Camestros Felapton @CamestrosF
A vaccine as effective as the flu vaccine would still be a win and would still put a nation that had followed a supression strategy in a much better position than a country that hadn’t. If covid is like flu then there’s no long term immunity post-infection…
Camestros Felapton @CamestrosF
…so there’s no immunity gain for countries that let covid run-its-course. It would mean long-term adjustments to the covid reality. There’s nothing new there — all nations have made long term adjusmtents to infectious diseases often with gov intervention…
Damien @damiengwalter
Read about the history of coronavirus vaccine research. Any plan that turns on getting a vaccine is delusional.

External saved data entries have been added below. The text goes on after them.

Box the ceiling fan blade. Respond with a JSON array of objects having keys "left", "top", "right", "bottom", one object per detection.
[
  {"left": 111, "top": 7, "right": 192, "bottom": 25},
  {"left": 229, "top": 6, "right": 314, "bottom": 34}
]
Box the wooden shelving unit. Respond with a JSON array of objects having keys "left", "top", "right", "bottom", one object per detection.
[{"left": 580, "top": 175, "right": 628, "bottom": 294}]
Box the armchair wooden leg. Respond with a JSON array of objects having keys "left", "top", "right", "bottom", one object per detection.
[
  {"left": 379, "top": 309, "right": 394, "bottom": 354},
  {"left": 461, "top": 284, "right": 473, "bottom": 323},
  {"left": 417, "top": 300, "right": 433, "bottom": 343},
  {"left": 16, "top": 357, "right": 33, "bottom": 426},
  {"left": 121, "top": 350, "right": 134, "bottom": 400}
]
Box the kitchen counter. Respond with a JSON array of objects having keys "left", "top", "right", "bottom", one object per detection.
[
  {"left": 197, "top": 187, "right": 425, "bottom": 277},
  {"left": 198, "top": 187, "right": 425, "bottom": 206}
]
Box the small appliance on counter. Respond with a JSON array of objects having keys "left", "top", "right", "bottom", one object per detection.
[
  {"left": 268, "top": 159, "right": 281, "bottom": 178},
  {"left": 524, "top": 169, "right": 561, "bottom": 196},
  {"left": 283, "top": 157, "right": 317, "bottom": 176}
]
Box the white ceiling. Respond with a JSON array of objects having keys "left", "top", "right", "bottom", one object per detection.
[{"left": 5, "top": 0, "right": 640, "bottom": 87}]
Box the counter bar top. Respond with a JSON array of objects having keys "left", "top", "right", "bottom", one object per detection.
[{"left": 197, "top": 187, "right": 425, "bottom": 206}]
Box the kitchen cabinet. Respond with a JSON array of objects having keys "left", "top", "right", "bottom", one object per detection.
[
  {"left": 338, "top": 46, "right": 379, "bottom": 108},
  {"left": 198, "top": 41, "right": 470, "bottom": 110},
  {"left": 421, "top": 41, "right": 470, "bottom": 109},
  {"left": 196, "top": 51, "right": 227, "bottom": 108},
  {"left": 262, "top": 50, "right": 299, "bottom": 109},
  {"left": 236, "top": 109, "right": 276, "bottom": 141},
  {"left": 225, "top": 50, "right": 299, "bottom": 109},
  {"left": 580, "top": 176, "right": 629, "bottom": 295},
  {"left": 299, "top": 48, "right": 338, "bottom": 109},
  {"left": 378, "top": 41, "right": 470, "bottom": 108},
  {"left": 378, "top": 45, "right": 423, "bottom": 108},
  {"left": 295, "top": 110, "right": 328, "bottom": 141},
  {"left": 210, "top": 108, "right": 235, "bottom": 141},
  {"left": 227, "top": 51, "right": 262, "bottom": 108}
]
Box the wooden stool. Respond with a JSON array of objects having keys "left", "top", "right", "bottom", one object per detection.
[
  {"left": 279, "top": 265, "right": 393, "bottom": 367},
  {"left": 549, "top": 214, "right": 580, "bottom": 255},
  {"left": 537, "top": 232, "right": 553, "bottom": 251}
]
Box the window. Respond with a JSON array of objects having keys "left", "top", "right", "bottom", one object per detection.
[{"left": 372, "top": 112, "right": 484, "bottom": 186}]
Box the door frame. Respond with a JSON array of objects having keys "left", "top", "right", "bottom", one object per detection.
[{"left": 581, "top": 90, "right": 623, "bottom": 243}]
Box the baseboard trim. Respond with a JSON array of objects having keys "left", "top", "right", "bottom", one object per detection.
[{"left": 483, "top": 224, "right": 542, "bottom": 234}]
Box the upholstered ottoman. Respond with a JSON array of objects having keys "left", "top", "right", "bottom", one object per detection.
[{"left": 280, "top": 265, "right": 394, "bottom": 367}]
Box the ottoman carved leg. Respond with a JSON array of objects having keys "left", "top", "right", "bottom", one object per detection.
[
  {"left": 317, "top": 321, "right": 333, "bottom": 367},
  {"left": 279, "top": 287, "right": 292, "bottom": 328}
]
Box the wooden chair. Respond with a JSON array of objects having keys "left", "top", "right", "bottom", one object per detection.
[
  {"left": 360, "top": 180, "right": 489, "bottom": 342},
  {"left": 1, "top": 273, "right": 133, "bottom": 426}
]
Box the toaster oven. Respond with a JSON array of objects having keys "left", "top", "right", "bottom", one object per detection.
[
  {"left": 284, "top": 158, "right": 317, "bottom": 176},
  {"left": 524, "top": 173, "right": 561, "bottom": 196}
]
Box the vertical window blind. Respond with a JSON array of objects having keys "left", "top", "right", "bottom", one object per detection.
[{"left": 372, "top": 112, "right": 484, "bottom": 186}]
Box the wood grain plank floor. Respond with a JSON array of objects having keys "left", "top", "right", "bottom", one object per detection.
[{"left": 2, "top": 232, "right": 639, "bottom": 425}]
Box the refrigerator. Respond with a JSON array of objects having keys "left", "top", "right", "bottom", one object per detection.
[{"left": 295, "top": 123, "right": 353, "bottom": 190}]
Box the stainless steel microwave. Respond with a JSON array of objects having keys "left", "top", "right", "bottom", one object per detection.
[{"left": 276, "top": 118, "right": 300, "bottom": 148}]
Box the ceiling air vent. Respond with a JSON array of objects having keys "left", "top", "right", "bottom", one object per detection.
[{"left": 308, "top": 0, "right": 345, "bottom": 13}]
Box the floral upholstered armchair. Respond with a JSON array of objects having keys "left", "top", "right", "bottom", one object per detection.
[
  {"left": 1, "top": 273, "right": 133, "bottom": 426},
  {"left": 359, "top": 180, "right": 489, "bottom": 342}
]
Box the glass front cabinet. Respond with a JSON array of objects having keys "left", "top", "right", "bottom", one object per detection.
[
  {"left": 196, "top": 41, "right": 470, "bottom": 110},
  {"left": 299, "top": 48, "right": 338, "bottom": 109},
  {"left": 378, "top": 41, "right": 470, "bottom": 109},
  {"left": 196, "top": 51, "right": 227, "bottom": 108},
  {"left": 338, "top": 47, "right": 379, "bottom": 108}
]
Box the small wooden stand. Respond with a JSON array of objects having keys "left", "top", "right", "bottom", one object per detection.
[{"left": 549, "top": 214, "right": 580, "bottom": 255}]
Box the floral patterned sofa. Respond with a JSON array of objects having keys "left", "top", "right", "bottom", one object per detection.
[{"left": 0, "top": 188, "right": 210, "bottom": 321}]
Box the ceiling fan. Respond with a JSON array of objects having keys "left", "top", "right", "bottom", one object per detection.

Camestros Felapton @CamestrosF
I have read about coronavirus vaccine research. As I said, if a vaccine is unlikely or ineffective that also implies no long term immunity post infection. A let-the-virus-run-its-course in that circumstance is a disaster. Everybody who recovers faces a new bout every year.
Damien @damiengwalter
Sigh. That’s the point. Covid is endemic and here to stay. Suppression strategies are a denial of this. We can hope it normalises to near non-lethal like other coronaviruses, and we can hope its herd immunity level is low towards 20% not up at 70%….
Camestros Felapton @CamestrosF
You aren’t going to get ‘herd immunity’ to a significant degree without a vaccine & the scenario where a covid vaccine is less effective (eg flu-like) is the one where there’s no lasting immunity from infection. You gain nothing from not following a suppression strategy now.
Camestros Felapton @CamestrosF
Suppression buys time and lives. The economic cost is less (on average & with noisy data) than not following a suppression strategy. Also, an effective suppression strategy gets a country into more relaxed conditions quicker & safer & more sustainably
Damien @damiengwalter
Nonsense. You must live in comfortable bubble think so. Get out of it. Go and look at what mass unemployment looks like in the lower parts of society. And it’ll.look much the same in the higher parts as the shockwaves move out.
Camestros Felapton @CamestrosF
I’ve lived through mass unemployment in the UK. I’m very familiar with its consequences & impact but even if I hadn’t that wouldn’t change the veracity of what I stated.
Damien @damiengwalter
That wasn’t even close. You have no idea what this has unleashed.
Camestros Felapton @CamestrosF
You think more people are unemployed now in the Uk than the were in the early 80’s? https://ons.gov.uk/employmentandlabourmarket/peoplenotinwork/unemployment/timeseries/mgsc/unem…
Camestros Felapton @CamestrosF
Now true, thinks will definitely get a LOT WORSE in the UK because of Brexit & government incompetence. However that’s not a great argument against suppression strategies in general.
It’s a good argument for economic stimulus & generous benefits & deficit spending.